C'est ainsi que notre périple du dimanche vers l'exposition d'art contemporain Puls'Art au Mans a démarré, petite conversation avec Lucien Ruimy, organisateur de l'évènement.

Deux heures de route plus tard, nous débarquons donc au Mans. C'est la fin du marché, il est environ 13h et quand nous faisons le tour des cafés situés au pied de la vieille ville, nous sommes assez surpris. Les terrasses sont bondées, mais visiblement, le dimanche, au Mans, les gens ne déjeunent pas. Guère plus de succès en tentant notre chance dans la vieille ville, il nous est conseillé de nous rendre à ... Puls'Art où l'on mange très bien dans une petite cafétéria aménagée pour l'évènement. Et il nous est également conseillé d'en profiter pour visiter l'exposition qui est très bien hein... Et bien comment vous dire, oui, nous somme venus pour l'occasion...

Puls'Art s'étend un peu partout dans la ville. Mais c'est ce week end principalement à la cité des arts que sont exposés la majorité des soixante artistes exposés.

Nous trouvons assez vite la cafétéria et nous y trouvons les compères Ivan Sigg et Eric Meyer. Leur exposition au pavillon Monod étant l'objet principal de notre déplacement, c'est donc avec plaisir que nous prenons place à leur table. L'occasion de découvrir... Lucien, l'organisateur de Puls'Art à qui Virginie parlait de ses problèmes canins un peu plus tôt dans la matinée. Il s'ensuivra un franche rigolade et un déjeuner fort agréable agrémenté de quelques confidences mancelloises.

Nous accompagnerons ensuite Ivan et Eric jusqu'au pavillon Monod où nous avons pu découvrir les grands encarts de Kuu suspendus, les détournements de couverture de A nous Paris et Télérama, les enveloppes d'art postal de leurs correspondances et leurs travaux de peinture. Le pavillon Monod est un lieu étonnant, ancienne prison chargée d'histoire. La taille de cette grande pièce donne parfaitement corps à l'exposition de leurs travaux. Cette visite est également l'occasion de faire plaisir à Mireille, surveillante des lieux en l'absence des artistes, Mireille donc qui semble ravie de la présence de Paddy, l'élément canin de notre épopée, au point de lui donner petits gâteaux et de lui faire faire une petite promenade.
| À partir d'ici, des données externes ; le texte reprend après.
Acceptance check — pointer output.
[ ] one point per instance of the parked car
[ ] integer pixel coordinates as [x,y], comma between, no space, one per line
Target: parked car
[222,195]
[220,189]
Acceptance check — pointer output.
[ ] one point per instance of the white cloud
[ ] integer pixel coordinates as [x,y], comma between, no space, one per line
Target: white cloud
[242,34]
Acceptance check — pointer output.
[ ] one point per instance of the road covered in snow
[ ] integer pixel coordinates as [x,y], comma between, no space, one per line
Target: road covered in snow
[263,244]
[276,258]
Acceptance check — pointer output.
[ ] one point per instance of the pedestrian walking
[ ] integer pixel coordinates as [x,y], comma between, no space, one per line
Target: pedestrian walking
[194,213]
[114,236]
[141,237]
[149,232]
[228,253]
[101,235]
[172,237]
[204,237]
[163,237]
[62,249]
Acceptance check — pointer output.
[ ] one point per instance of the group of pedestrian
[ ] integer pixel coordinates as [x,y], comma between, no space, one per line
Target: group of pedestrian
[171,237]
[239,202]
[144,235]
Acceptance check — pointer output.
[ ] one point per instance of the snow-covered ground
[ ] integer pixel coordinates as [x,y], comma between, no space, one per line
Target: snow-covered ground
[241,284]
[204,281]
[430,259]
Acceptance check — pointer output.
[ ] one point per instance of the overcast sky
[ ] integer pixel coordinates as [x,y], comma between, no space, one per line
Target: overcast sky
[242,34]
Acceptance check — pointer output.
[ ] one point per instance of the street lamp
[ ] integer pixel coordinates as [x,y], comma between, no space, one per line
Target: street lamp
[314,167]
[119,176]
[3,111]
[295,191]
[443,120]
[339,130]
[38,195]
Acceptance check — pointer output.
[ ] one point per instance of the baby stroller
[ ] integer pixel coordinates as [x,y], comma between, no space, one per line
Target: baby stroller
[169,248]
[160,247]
Prenant congés du duo d'artistes, nous retournons à la cité des arts où nous découvrons les différents travaux exposés, essentiellement de peinture et de sculpture saupoudrés d'un brin de photographies, de gravures et d'installations. L'occasion également de découvrir une étonnante technique japonaise, le suminagashi. Je sortirai assez troublé des quatre pavillons disséminés autour du musée Tessé par tant d'œuvres sombres et dérangeantes. Il y a quelque chose de torturé dans l'art contemporain de Puls'Art (et en général). Pas grand chose de gai en dehors du travail de Ivan et Eric et de quelques autres un peu perdus dans cette profusion de noirceur.

Une petite visite du vieux Mans avant de partir, et il est assez agréable de flâner dans ces ruelles médiévales parfaitement conservées.

Nous reprenons enfin la route pour Paris et je vous épargnerai le récit du trafic un peu dense qui nous a contraint à emprunter les routes buissonnières.